O Bosque circunda e divide o reino, representando não apenas uma, mas todas as florestas. Seus habitantes são ferozmente independentes, acreditando estarem sujeitos apenas às regras dela. Seus diversos povos, criaturas e elementos naturais implacáveis mantiveram o mundo exterior afastado desde tempos imemoriais. O Bosque é o espírito de todas as florestas, e elas, por sua vez, são sua carne, e a vida que sustentam é um sinal de sua saúde.

No coração de cada floresta há uma Árvore-Mãe, local onde a floresta é ao mesmo tempo mais poderosa e mais perigosa. Cada Árvore-Mãe nasce de uma única Semente-Mãe, obtida exclusivamente de uma Mãe moribunda ou morta. A Árvore-Mãe atua como um eixo para as plantas, árvores e animais ao seu redor, observando e reagindo a quaisquer incursões problemáticas em seu domínio. Em particular, as Árvores-Mãe temem os humanos.

As florestas nunca vivem isoladas e se comunicam entre si para dar avisos ou pedir ajuda.

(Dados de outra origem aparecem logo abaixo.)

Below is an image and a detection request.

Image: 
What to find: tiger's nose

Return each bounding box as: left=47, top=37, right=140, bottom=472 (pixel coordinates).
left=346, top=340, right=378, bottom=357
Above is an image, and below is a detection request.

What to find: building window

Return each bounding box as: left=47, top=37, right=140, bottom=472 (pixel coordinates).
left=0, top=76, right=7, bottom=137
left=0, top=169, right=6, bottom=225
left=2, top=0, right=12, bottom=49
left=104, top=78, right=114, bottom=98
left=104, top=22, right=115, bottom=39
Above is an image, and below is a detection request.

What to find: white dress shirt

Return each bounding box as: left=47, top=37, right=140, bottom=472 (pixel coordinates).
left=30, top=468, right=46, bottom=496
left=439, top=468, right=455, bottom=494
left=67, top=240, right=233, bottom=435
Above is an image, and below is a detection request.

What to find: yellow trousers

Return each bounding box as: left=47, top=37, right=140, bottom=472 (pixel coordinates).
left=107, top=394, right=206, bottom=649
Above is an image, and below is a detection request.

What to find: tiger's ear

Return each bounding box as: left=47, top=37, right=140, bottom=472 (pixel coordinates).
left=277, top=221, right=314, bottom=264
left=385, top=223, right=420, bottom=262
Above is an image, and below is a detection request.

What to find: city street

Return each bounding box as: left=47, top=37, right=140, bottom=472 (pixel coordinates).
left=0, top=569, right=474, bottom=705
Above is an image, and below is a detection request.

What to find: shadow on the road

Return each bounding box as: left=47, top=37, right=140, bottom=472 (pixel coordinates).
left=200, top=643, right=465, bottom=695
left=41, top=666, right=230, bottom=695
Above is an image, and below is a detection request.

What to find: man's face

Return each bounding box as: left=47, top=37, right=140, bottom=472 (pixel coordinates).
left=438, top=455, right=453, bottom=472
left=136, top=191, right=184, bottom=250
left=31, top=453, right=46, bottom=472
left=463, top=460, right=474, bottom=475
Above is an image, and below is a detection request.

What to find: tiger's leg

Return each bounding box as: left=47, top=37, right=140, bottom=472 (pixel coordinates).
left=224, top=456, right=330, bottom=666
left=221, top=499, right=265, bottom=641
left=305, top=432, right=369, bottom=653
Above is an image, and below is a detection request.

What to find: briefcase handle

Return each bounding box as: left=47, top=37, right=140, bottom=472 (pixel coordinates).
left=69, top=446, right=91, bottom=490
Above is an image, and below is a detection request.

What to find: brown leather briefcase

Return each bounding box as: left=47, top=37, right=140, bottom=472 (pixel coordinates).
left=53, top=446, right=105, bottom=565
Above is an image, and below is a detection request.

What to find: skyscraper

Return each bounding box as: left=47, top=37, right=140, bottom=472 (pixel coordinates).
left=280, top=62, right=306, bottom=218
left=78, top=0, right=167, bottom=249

O auxílio pode vir de várias formas, pois a Semente-Mãe tem grande alcance. Defensores do Povo-Corvo podem armar armadilhas de seiva para capturar caçadores perdidos, enquanto Dríades roubam o machado da caixa de ferramentas do lenhador. Mas nenhum é mais poderoso (nem mais temido) do que o Woodwose, o verdadeiro protetor da floresta. Uma criatura forjada de planta e osso, o Woodwose vive para apenas um propósito: proteger o bosque e qualquer um que viva dentro de seus limites.

Apesar de sua reputação temível, muitos contam histórias da bondade do bosque também. Braços verdes e musculosos salvando uma criança pega por um deslizamento repentino. Fogos-fátuos revelando um caminho oculto outrora considerado perdido. Palavras de aviso cantadas por um corvo em uma árvore. Assim, patrulheiros e outros forasteiros deixam tigelas de frutas e nozes ao lado de grandes pilhas de pedras como prova de seu respeito e admiração, na esperança de que lhes seja permitido passar livremente por um Bosque protegido.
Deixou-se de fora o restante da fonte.